If you assume there is a single photon interfering with itself, how is it that this one particle can evaluate a problem whose computational complexity would exceed that of any conventional computer using all the matter in the universe?

Has such a problem been solved? Anyway, the answer is by the one particle cycling back thru time, so it appears to us as many particles.




            However, according to Vilenkin, Greene, and
            Tegmark, a generic prediction of the theory of inflation is that 
there
            is an *infinite* number of Hubble volumes (what you are calling
            universes).  Let's call the hypothesis that all quantum-physical
            possibilities are realized infinitely many times "the hypothesis of
            Cosmic Repetition". Brian Greene argues for this hypothesis quite
            persuasively. He says, "In an infinitely big universe, there are
            infinitely many patches [i.e., Hubble volumes]; so, with only 
finitely
            many different particles arrangements, the arrangements of particles
            within patches must be duplicated an infinite number of times." (The
            Hidden Reality, pg. 33)

        It's plausible - but not logically required.  Suppose all the infinite
        universes are number 1, 2, ...  Number 1 is ours.  Number 2 something
        different.  Numbers  3,4, ...inf are exact copies of number 2.  So 
there are
        only two arrangements of particles; in spite of there being infinitely 
many
        universes.


    Not logically required, but I would say it is not consistent with our 
current
    theories and observations.




            As for the probability distribution of matter and/or outcomes, I'll
            let Tegmark do the explaining:

            "Observers living in parallel universes at Level I observe the exact
            same laws of physics as we do, but with different initial conditions
            than those in our Hubble volume.


        This is questionable.  Most theories of the universe starting from a 
quantum
        fluctuation or tunneling from a prior universe assume that the universe 
must
        start very small - no more than a few Planck volumes.


    The generalized theory of inflation is eternal inflation.  It leads to an
    exponentially growing volume which expands forever.

         This limits the amount of information that can possibly be provided as 
initial
        conditions.  So where does all the information come from?


    I haven't heard the theory that there is an upper bound on the information 
content
    for this universe set by the big bang.

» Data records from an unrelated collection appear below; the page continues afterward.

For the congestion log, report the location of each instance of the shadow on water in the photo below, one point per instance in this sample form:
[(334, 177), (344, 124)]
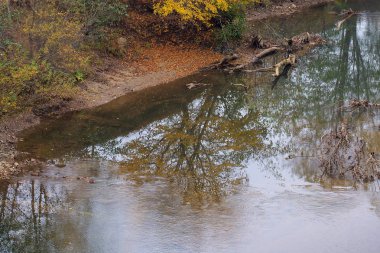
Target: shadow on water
[(209, 163)]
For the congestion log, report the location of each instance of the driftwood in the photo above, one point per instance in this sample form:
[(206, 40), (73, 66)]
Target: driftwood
[(343, 155), (191, 86), (355, 103), (228, 59), (291, 60), (265, 53), (346, 14)]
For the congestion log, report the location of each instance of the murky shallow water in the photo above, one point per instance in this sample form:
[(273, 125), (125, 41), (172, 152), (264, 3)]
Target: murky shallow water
[(207, 170)]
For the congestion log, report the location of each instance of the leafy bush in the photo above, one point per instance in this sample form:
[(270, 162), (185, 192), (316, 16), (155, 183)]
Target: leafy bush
[(232, 25), (197, 10)]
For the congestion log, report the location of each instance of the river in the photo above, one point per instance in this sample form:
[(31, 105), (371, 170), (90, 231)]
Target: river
[(215, 169)]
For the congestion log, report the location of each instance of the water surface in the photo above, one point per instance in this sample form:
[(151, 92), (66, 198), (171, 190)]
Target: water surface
[(207, 170)]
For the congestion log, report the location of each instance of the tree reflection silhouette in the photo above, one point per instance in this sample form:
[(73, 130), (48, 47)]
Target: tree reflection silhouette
[(202, 148)]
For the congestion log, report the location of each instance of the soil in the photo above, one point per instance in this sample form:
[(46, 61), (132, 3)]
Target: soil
[(156, 64)]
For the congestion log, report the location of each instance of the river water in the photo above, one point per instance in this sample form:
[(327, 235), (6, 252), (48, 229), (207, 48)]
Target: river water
[(208, 170)]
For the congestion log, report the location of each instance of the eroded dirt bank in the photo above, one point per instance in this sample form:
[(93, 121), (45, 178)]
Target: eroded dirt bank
[(156, 64)]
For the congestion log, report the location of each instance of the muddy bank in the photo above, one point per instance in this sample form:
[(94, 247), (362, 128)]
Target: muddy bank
[(156, 64)]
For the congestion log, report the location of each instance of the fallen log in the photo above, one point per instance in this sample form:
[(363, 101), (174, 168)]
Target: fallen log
[(346, 14), (355, 103), (191, 86), (265, 53), (340, 23), (291, 60), (228, 59)]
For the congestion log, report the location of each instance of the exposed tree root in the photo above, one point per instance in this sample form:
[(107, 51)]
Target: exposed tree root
[(342, 155), (355, 103)]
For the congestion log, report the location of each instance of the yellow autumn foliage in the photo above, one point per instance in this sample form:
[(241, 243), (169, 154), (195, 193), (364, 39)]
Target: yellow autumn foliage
[(197, 10)]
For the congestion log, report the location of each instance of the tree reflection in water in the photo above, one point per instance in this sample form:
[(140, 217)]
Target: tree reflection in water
[(201, 149), (27, 216)]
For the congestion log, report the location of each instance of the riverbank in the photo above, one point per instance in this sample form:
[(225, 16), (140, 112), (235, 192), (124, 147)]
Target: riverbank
[(156, 64)]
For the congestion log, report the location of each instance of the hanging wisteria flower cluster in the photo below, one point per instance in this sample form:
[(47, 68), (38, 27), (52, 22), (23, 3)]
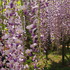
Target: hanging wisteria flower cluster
[(26, 29)]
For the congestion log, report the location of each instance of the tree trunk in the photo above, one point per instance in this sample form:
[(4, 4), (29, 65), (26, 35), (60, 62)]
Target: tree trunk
[(63, 54)]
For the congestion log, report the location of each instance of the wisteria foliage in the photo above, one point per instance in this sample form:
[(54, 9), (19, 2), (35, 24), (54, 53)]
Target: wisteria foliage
[(25, 26)]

    In one Planck volume there is only room for one bit.  That's the 
holographic principle.


Yet our universe appears to take more than 1 bit to describe, and it seems to have a possibly infinite volume.


That's why I provided the (possible) explanation below.



    As to where information comes from, if all possibilities exist, the total
    information content may be zero, and the appearance of a large amount of
    information is a local illusion.

         QM allows negative information (hidden correlations) so that one 
possibility
        is that the net information is zero or very small and the apparent 
information
        is created by the existence of the hubble horizon.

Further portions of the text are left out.